Why are monopoles resulting from electroweak symmetry breaking allowed? I understand (i think) that for a magnetic monopole to exist as the result of a gauge group $G$ being spontaneously broken to a subgroup $H$ by the Higgs mechanism, that certain criteria must be fulfilled.
One of these is that there must be a non-trivial second homotopy. Which i believe means that the resultant vacuum manifold must be non-trivial. 
So for example if the vacuum manifold is a 2-sphere, the second homotopy classifies the ways you can map a 2-sphere onto this manifold. A 2-sphere cannot be deformed to a point, and thus we introduce winding numbers which can be associated with topological charge = magnetic monopole. [I may be wrong here]

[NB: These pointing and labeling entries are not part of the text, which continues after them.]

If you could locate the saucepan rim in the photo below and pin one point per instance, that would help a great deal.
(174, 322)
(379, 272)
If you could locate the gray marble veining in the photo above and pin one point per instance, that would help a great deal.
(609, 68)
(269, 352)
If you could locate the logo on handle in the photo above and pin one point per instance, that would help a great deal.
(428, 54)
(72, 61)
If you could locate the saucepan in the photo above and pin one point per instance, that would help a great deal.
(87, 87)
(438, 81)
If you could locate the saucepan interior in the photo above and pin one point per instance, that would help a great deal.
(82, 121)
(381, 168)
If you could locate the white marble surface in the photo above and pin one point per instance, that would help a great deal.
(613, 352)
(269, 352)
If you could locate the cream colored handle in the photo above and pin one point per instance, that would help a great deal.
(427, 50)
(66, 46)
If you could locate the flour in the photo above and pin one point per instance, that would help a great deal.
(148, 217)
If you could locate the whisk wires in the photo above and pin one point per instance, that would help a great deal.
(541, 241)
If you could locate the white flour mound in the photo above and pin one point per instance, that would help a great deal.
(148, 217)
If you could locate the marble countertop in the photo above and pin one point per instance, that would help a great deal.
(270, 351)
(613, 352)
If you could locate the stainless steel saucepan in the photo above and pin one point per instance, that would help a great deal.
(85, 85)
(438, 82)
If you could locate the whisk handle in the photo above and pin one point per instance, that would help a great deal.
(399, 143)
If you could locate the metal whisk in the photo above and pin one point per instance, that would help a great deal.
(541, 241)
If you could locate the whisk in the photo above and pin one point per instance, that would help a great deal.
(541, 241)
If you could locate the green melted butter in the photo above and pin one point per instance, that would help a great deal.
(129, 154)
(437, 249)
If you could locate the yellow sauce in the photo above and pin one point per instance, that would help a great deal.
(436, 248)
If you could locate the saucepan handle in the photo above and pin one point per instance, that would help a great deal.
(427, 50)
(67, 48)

So, in many papers discussing the electroweak monopole, the following statements appear in all of them:
'it was thought that the Weinberg-Salam model possesses no non-trivial second homotopy' (i.e. no monopoles exist)
followed by 
'However, the Weinberg-Salam model with the hypercharge $U(1)$, could be viewed as a gauged $CP^1$ model in which the (normalized) Higgs doublet plays the role of the $CP^1$ field'
I confess that I am completely lost by this last statement. If anybody could shed any light as to what a gauged $CP^1$ field/$CP^1$ model is (or a good book that explains it) it would be great,
 A: Your question is answered in the paper Monopoles in Weinberg-Salam Model by Cho and Maison, from which I think the quotes are taken. What the gauged $CP^1$ model is exactly is not really relevant to the answer, which is purely mathematical (it is a type of model to which the authors reduce the bosonic sector of the standard Weinberg-Salam model with extra hypercharge added).
The authors derive an ansatz for the general solutions to the model, a.k.a. "dyon" or "Higgs doublet", and it turns out that with the extra $U(1)$ in the picture this ansatz can be spherically symmetric, which was thought impossible for topological reasons. $CP^1$ is a fancy notation for the 2D sphere, and 2D spheres have non-trivial second homotopy group, so the topological obstruction is removed. Here is the explanation in context:

"The basis for this “non-existence theorem” is, of course, that with the spontaneous symmetry breaking the quotient space $SU(2)\times U(1)/U(1)$ allows no non-trivial second homotopy. This has led many people to conclude that there is no topological structure in the Weinberg-Salam model which can accommodate a magnetic monopole... In the following we establish the existence of a new type of monopole and dyon solutions in the standard Weinberg-Salam model, and clarify the topological origin of the magnetic charge.
[...] So the above ansatz describes a most general spherically symmetric ansatz of a $SU(2)\times U(1)$ dyon. Here we emphasize the importance of the non-trivial $U(1)$ degrees of freedom to make the ansatz spherically symmetric. Without the extra $U(1)$ the Higgs doublet does not allow a spherically symmetric ansatz. This is because the spherical symmetry for the gauge field involves the embedding of the radial isotropy group $SO(2)$ into the gauge group that requires the Higgs field to be invariant under the $U(1)$ subgroup of $SU(2)$. This is possible with a Higgs triplet, but not with a Higgs doublet. In fact, in the absence of the hypercharge $U(1)$ degrees of freedom, the above ansatz describes the $SU(2)$ sphaleron which is not spherically symmetric. The situation changes with the inclusion of the extra hypercharge $U(1)$ in the standard model, which can compensate the action of the $U(1)$ subgroup of $SU(2)$ on the Higgs field."